Individuals With Diabetes At Risk For Eye Disease
SAN DIEGO, Nov. 05, 2013 /PRNewswire/ -- According to the National Institutes of Health, diabetes is the leading cause of blindness among adults in the United States. Approximately 7.7 million Americans have been diagnosed with diabetic retinopathy, with the numbers expected to rise to 11 million by the year 2030. With the month of November designated as National Diabetes and Diabetic Eye Disease Awareness Month, Dr. Sandy T. Feldman - a nationally-recognized ophthalmologist and corneal expert at Clearview Eye & Laser Center in San Diego - encourages patients with diabetes to immediately consult with their physicians if they suspect any issues developing with their vision.
"With the number of individuals who develop diabetes-related eye disorders growing at such an alarming rate, it is imperative that patients take the necessary precautions and preventive measures in order to prevent these conditions from progressing," said Dr. Feldman. "Simple things like eating a healthy diet in order to control blood glucose levels or hypertension, or getting your eyes examined each year, go a long way in diabetes and eye disease self-management."
For individuals with diabetes, the three major eye conditions that may develop and of which they should be aware include cataracts, glaucoma, and retinopathy. High glucose (sugar) levels can increase the risk of these and other eye problems resulting from diabetes. The high blood sugar causes the eye lens to swell, which can hamper one's ability to see. To correct this problem, the blood sugar levels must be returned to the target range, which may take as long as three months to control and for vision to return to normal.
To rule out any potential vision issues, Dr. Feldman encourages patients with diabetes to take the following precautions to help prevent major vision problems from developing:
- Consult with an ophthalmologist if you experience changes in your vision. Changes such as blurry vision, or pain or pressure in the eye, may signify more serious issues such as damage to the retina.
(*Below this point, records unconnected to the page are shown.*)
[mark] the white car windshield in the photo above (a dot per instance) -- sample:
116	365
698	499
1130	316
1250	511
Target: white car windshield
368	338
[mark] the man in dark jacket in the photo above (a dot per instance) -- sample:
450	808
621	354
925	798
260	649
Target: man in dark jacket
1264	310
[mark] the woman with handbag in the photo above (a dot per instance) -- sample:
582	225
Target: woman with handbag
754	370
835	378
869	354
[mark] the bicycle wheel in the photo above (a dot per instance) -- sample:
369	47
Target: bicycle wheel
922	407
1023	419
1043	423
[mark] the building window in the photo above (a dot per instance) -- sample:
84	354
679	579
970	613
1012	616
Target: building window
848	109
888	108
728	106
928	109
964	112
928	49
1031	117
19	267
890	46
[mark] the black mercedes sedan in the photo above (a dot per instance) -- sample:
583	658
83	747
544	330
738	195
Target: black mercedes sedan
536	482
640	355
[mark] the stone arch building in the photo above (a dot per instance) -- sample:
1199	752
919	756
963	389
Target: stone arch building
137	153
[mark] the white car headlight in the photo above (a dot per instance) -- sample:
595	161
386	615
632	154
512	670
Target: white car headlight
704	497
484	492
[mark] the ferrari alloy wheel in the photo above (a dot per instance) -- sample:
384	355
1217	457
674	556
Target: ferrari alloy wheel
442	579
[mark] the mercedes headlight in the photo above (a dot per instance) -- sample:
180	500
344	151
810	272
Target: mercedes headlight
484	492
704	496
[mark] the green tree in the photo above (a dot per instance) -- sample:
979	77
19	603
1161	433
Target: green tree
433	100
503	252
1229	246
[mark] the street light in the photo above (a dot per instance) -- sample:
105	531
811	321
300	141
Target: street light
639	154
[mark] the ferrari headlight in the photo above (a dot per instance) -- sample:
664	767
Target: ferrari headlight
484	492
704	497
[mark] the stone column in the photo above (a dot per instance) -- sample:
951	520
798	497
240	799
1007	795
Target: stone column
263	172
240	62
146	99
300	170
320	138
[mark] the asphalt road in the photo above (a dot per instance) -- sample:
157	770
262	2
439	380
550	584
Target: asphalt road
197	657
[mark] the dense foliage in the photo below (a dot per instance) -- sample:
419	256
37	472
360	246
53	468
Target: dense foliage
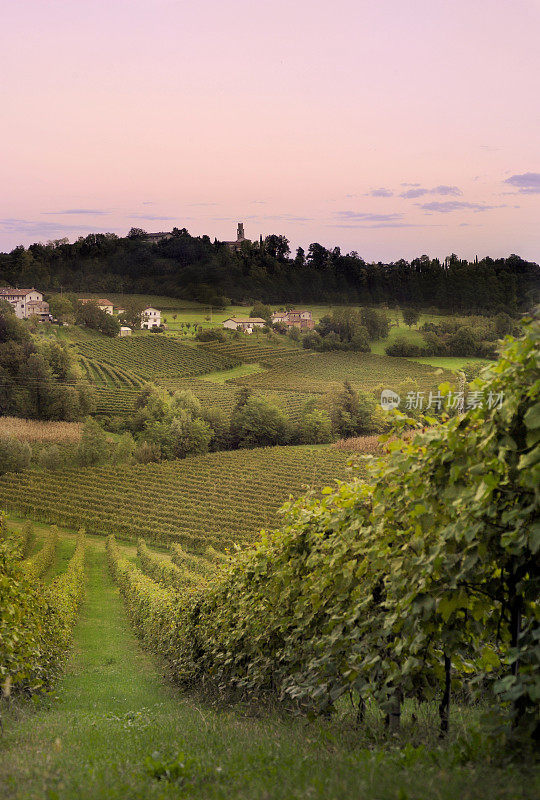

- Control blood glucose and blood pressure by eating a healthy diet and getting plenty of exercise.
Dr. Sandy T. Feldman/Nat'l Diabetes and Diabetic Eye Disease Month
- Don't smoke. While smoking may not directly increase the risk of diabetic retinopathy, it may trigger other problems that people with diabetes face, including disease of the small blood vessels.
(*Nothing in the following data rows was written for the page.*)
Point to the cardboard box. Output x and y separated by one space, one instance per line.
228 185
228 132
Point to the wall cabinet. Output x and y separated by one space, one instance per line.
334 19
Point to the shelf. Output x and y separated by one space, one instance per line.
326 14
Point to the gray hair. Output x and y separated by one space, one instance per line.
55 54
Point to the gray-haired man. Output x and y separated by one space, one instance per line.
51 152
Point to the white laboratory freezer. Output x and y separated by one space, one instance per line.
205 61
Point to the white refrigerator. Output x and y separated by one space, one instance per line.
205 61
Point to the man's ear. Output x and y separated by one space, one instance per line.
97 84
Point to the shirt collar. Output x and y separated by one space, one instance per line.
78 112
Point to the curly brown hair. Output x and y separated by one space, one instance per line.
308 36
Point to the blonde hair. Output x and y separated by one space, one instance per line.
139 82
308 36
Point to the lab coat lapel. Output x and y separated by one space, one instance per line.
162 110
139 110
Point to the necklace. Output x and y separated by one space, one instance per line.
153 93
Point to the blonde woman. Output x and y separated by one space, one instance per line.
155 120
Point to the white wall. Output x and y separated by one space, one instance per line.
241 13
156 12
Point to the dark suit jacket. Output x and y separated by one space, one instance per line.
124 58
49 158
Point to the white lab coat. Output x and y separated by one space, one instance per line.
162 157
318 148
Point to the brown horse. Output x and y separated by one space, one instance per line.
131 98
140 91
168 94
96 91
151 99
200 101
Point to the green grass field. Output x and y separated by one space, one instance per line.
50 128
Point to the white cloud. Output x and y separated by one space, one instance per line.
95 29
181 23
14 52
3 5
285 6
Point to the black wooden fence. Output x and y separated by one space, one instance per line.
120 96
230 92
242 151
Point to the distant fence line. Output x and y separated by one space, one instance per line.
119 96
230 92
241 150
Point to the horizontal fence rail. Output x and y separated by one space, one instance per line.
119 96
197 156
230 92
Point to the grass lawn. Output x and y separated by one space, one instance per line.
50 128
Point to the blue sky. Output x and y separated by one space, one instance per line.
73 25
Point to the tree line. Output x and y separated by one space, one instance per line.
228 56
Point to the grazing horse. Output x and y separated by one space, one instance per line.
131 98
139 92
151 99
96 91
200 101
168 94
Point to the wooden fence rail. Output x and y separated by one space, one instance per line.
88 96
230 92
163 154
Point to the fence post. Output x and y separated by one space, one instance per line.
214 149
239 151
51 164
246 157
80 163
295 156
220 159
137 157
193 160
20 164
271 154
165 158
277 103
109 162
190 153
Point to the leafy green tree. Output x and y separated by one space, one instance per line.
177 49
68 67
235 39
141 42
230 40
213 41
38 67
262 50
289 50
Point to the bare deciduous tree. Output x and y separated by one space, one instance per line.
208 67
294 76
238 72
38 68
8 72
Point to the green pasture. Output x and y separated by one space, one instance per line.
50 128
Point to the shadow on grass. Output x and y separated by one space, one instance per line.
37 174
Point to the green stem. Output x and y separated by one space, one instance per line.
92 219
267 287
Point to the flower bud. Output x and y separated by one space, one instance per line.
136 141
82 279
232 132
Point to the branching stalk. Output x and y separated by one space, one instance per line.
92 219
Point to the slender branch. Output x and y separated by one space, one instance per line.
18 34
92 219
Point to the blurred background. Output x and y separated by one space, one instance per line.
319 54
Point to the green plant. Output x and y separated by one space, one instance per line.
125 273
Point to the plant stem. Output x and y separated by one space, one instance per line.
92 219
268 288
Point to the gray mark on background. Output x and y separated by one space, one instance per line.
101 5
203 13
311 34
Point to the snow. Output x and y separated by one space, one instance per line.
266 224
- Take appropriate medication if necessary.
- Get an annual dilated eye exam to identify early signs of diabetic retinopathy or other diabetes-related eye conditions.
About Dr. Sandy T. Feldman
As a leader in the field of ophthalmology, Dr. Sandy T. Feldman has participated in FDA clinical studies of custom LASIK. Currently, she is involved in studies of a new treatment to halt the progression of keratoconus, a disease in which the fitting of contact lenses can become challenging. In 2009, she was one of ten laser eye care providers in the U.S. to receive the Goldline Award as seen in Forbes Magazine. In 2010, she was awarded the Silver Elite RealSelf award, and in 2011, she was awarded Top Doc San Diego, inducted into the prestigious American College of Ophthalmic Surgeons and was one of the nation's 15 leading laser eye surgeons as seen in Newsweek magazine. In 2013, Clearview Eye & Laser Medical Center was voted best LASIK center in San Diego by CityBeat Magazine. Dr. Feldman is a member of the American Academy of Ophthalmology and American Society of Cataract and Refractive Surgery.